The inspiring ones to me are the students-- whether in Haiti Rwanda or Harvard -- it's a very reassuring thing -- when I look at what I knew when I was 22 and compare it to what they know about pandemics, social safety nets and racial disparities. They know a lot more than I did at their age. What keeps me awake at night -- again--it is insane that someone like me has to beg all the time for resources for this work -- that keeps me up at night. We should never lay off a single person involved in this work -- to shrink the work because we can't find the resources? That is insane.
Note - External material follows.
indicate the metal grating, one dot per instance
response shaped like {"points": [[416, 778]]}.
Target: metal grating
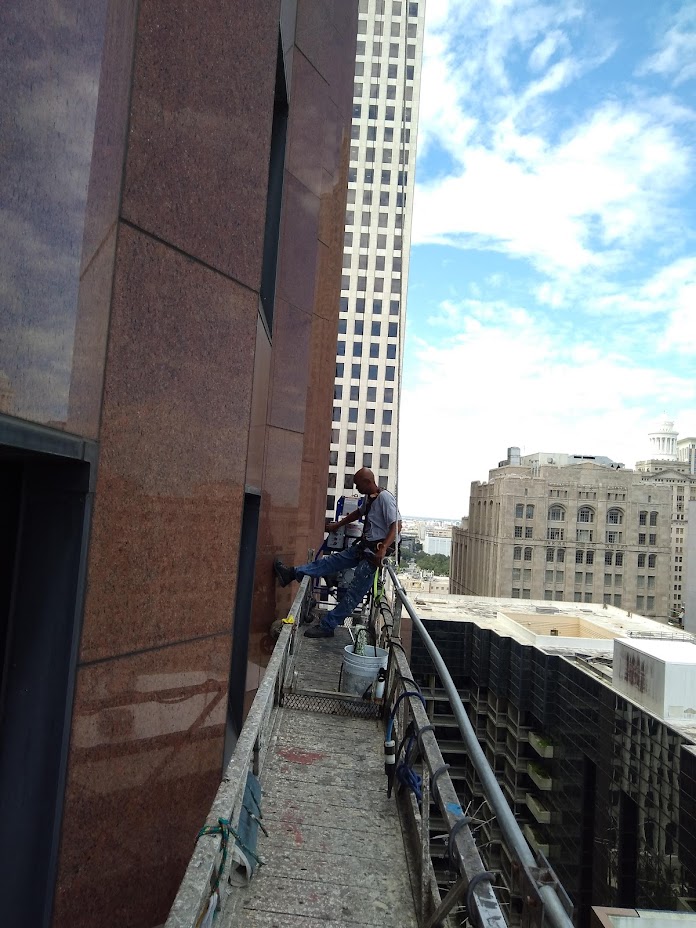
{"points": [[332, 705]]}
What I am taking away from this conversation is not just this big, fat dose of hope and inspiration but something that feels very pragmatic that I can use in my daily life when I am feeling that sense of paralysis when some of these problems feel so big so global -- that it's really as simple as taking the next step of connecting with another human being. Especially the vulnerable. Acknowledging my own privilege, having cultural humility, meeting people with sincerity, remembering I am not alone, and renewing our most intimate vows-- the vows we took knowingly or unknowingly. How can we as the ServiceSpace community support you Paul?

First of all I feel that the ServiceSpace community is already supporting our work, and indeed the reason I'm not pulling out what little hair I have left is that we do have an audience here. I want to stay part of this community. I will cling to it as well. And the thing that I would most like is a stance. A position. And to couch it in negative terms it's a position against leaving people out to dry, and without a safety net. In positive terms it is for solidarity, and for pragmatic solidarity specifically, and that is when we think about the material needs of others. I think material is an important thing to underline. Yes we all have spiritual needs and social needs, and we've talked a fair amount about them --but I am so struck by the material needs of some of the folks that I see, including those with wonderful spiritual assets, but they don't have tin on their roof, and their kids aren't in college, and their medical needs aren't attended to. So I am just asking for that stance -- that we say, "It's not okay to leave people out in the cold like that."